Павлинка белая-белая стоит, вишневую кровь с подбородка вытирает. Это она губу прикусила, чтоб не закричать.
— Ну, Павлина! — хрипит Копач, — дома по-иному рассчитаюсь!
ГЛАВА ВТОРАЯ
ДАРЬЯ ГРИГОРЬЕВНА
Дарья Григорьевна, Павлинкина мать, смолоду жила на прииске «Золотинка». Был прииск хмурым, жил суетно, горько. Но девчонка не замечала этого. Играла с ребятами на отвалах, бродила по мутной Тургинке, лазила по диким скалам. Семья жила складно и дружно. Отец слесарничал вместе с Платоном Петровичем, мать управляла несложным хозяйством. По воскресеньям Потехины и Смекалины одевались по-праздничному, уходили в березовый лесок, что растет против фабрики-«бегунки», садились на лужайку, обедали чем бог послал. Отцы о шахте говорили, матери — о домашних делах. Выпивали по рюмке-другой. Горькую жизнь, как шутил Потехин, горькой водкой запивали. Пели старинные песни, вспоминали дедов-прадедов.
Так пролетели семь Дашуткиных лет — до первой горючей беды.
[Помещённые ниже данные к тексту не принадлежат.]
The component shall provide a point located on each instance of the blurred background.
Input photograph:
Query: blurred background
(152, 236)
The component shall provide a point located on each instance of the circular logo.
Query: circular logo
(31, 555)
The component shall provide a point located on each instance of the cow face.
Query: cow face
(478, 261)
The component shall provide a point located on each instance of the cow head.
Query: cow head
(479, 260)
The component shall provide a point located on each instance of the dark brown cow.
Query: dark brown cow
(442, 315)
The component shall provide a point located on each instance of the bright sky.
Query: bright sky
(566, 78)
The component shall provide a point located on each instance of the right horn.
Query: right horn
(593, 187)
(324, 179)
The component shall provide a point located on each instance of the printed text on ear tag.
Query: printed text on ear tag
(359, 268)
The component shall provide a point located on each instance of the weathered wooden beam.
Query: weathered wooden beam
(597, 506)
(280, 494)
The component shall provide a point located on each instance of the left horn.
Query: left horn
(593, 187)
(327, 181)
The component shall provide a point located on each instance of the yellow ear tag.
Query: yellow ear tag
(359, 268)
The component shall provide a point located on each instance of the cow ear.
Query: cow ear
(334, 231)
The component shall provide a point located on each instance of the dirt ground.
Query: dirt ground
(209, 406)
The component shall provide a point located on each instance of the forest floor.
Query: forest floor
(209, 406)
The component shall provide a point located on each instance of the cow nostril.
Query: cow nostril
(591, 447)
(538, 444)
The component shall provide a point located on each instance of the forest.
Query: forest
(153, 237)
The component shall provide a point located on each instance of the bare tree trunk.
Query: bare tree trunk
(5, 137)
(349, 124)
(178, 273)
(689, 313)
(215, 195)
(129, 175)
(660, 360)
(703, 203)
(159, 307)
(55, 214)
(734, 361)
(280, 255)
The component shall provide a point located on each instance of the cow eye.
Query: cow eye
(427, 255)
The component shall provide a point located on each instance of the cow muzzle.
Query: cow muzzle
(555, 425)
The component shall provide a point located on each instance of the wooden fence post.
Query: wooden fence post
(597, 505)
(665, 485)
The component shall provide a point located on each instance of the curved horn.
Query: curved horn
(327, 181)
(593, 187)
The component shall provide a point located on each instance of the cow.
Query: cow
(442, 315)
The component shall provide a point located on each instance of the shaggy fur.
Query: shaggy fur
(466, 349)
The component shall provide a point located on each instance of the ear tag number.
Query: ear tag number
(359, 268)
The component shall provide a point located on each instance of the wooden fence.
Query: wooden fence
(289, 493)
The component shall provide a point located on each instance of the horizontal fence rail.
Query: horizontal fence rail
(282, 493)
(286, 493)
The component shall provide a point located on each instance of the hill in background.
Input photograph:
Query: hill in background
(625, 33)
Умерла от чахотки Дашина мать — Екатерина Кузьминична. Трудно пришлось Григорию Силычу, отцу Дашуткину. Да не пал он духом, еще больше привязался к дочери. Татьяна Карповна, жена Смекалина, частенько наведывалась к ним — то Дашутку помыть, то белье постирать-поштопать. Не захотел Григорий Силыч второй раз жениться, побоялся, как бы Дашеньке хуже не было.
Однажды зимой случилось несчастье с Григорием Силычем. Придавило его в шахте обвалом, и осталась Дашутка одна-одинешенька в убогой хатке со слепыми окнами.
Судили, рядили Смекалины, что с Дашуткой делать. Избаловали ее мать с отцом, нужному ремеслу не научили. Так и погибнуть недолго.
— Возьмем Дашутку, Платоша? — сказала Татьяна. — Я ее потихоньку-полегоньку шить научу. Глядишь, кусок хлеба заработает.
На том и сошлись: стала Дашутка у Смекалиных жить. Поначалу плохо выходило — горевала она, все куда-то убегать собиралась. Все равно, говорит, не житье мне на белом свете, нет у меня пути-дороги.
Татьяна Карповна умом да лаской взяла, к работе приучила. Мало-помалу Дашутка самостоятельно шить стала.
А как-то весной приехала из Межгорья бабка Мавра, Дашуткина бабушка. Туда-сюда, так и этак. Стара, говорит, стала, присматривать некому, пусть, дескать, Дашутка со мной поживет. Когда умру — все хозяйство ей достанется.